LINES OF THE DAY

". . . But the past does not exist independently from the present. Indeed, the past is only past because there is a present, just as I can point to something over there only because I am here. But nothing is inherently over there or here. In that sense, the past has no content. The past -- or more accurately, pastness -- is a position. Thus, in no way can we identify the past as past." p. 15

". . . But we may want to keep in mind that deeds and words are not as distinguishable as often we presume. History does not belong only to its narrators, professional or amateur. While some of us debate what history is or was, others take it into their own hands." p. 153

Silencing the Past: Power and the Production of History (1995) by Michel-Rolph Trouillot

Tuesday, May 29, 2012

Portrayals of the Past In Our Entertainments

Likely any of us who have committed an amount of solid history study has her own pet error vexations, annoyances and irritations with how film, television and fiction portray the past.

My top three are:

1) Castles. I love learning about castles, who their architects were, the building materials, from where materials were acquired, who committed the actual labor that built them, their history of development to when they were no longer built.

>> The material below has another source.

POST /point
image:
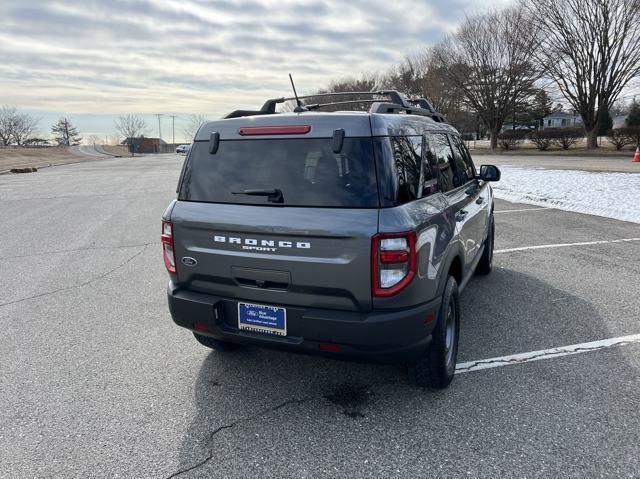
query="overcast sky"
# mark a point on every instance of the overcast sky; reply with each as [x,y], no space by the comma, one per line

{Sidebar: the last ones were built on Africa's slave coast guarding the ever-changing variety of Europeans who dominated the African slave trade to the New World, and built by, ta-dah! Italian architects after there was no longer work for their speciality in Europe due to gunpowder and cannon -- but lucky for them now there was a New World, that needed an endless supply of slave labor!}

 But when on television or in the movies the castles portrayed are provided that romantic patina that comes with an ediface's age, particularly after it is no longer useful, i.e. our Romantic era's love of ruins in particular. But -- here are castles,  in a story set in the era in which castles actually are built, and they're still Romantically ancient! And sometimes even ruinous -- Camelot anyone, perhaps the most ridiculous television series ever? One film I don't feel that way about though is El Cid, for some reason. What a castle movie that one is. But I just watched a 1979 movie, Lovespell, made from the Tristan and Isold romance (starring Richard Burton as King Mark -- and a splendid Kate Mulgrew as Isolt). All of it worked very well, except Burton's emoting as if on stage rather than on screen -- and Mark's ruinous castle, which is to provide us the audience a sense of verisimilitude. For me, it does just the opposite.

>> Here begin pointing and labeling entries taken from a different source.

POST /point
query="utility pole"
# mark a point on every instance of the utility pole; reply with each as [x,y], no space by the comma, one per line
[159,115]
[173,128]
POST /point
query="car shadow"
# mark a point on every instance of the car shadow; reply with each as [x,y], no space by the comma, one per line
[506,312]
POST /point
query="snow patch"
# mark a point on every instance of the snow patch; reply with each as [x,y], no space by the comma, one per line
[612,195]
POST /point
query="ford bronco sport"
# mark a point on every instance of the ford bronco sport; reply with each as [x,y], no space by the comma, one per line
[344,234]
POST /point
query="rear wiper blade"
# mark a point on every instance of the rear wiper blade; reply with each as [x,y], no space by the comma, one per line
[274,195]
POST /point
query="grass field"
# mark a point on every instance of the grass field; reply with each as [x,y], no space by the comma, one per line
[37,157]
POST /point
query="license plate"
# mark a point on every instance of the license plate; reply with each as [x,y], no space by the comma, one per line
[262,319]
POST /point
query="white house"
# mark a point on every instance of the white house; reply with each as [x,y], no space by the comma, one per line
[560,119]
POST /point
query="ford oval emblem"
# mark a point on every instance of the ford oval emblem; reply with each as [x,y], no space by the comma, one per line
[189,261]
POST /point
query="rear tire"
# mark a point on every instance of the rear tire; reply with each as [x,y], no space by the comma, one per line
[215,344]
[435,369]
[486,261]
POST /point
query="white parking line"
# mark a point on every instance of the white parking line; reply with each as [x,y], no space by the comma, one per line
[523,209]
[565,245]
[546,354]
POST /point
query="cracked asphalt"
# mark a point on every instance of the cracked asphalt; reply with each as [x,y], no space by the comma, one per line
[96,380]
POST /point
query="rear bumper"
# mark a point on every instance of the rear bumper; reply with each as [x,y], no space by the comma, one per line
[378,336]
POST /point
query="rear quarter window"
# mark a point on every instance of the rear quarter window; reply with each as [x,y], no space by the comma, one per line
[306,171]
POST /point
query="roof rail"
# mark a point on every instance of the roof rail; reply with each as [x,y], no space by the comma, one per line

2) Arms, particularly swords and shields and mail and other armor. It matters not if the era is ancient, classical or medieval. The way the men move, whether merely cleaning, sparring or marching and battling, swords and shields look far too light. And that feather-light chainmail -- even when the era didn't have chainmail.... In fact they appear flimsy most of the time (The Adventures of the Young Merlin?). One exception to that is the 2005 Icelandic-Swedish film, Beowulf and Grendel. You know Beowulf and his men are heroes just from the obvious heft of their weapons, but that they can handle them easily.

3) Royalty running around anywhere without a retinue, or even an attendent to wipe their royal ass (unless after a battle when royally defeated and alone); royalty to whom attendants and homeowners no matter how noble, do not make obesience, particularly when the Royal enters their purview the first time. Well, I guess that makes four, not three, pet vexations!

So --

5) Westerns, in which the protagonist is an ex-confederate deadly killer who drifts aimlessly in hopes of discovering the Union army bastards who ta-dah! raped and killed his wife as well as his children (he always does cross their paths because, you know the continental U.S. and territories is just so very small and unpopulated and without cities and institutions) and burned down his grand plantation home, where all his ex-slave really want to stay and help him re-build because he was always so very very very good to them, and even had freed them long before the Wah was forced on them by the demned Yankees. I swan, the lady says, swooning on her sopha, fluttering her fan, Ah have learned from fiction, movies and television, there was not a single flower of Southern womanhood left unviolated by the Yankee beasts, and even hardly a slave to be found in the Glorious South befo da Wah!

Or -- as el V says: "Music told me the truth.  Movies told me lies."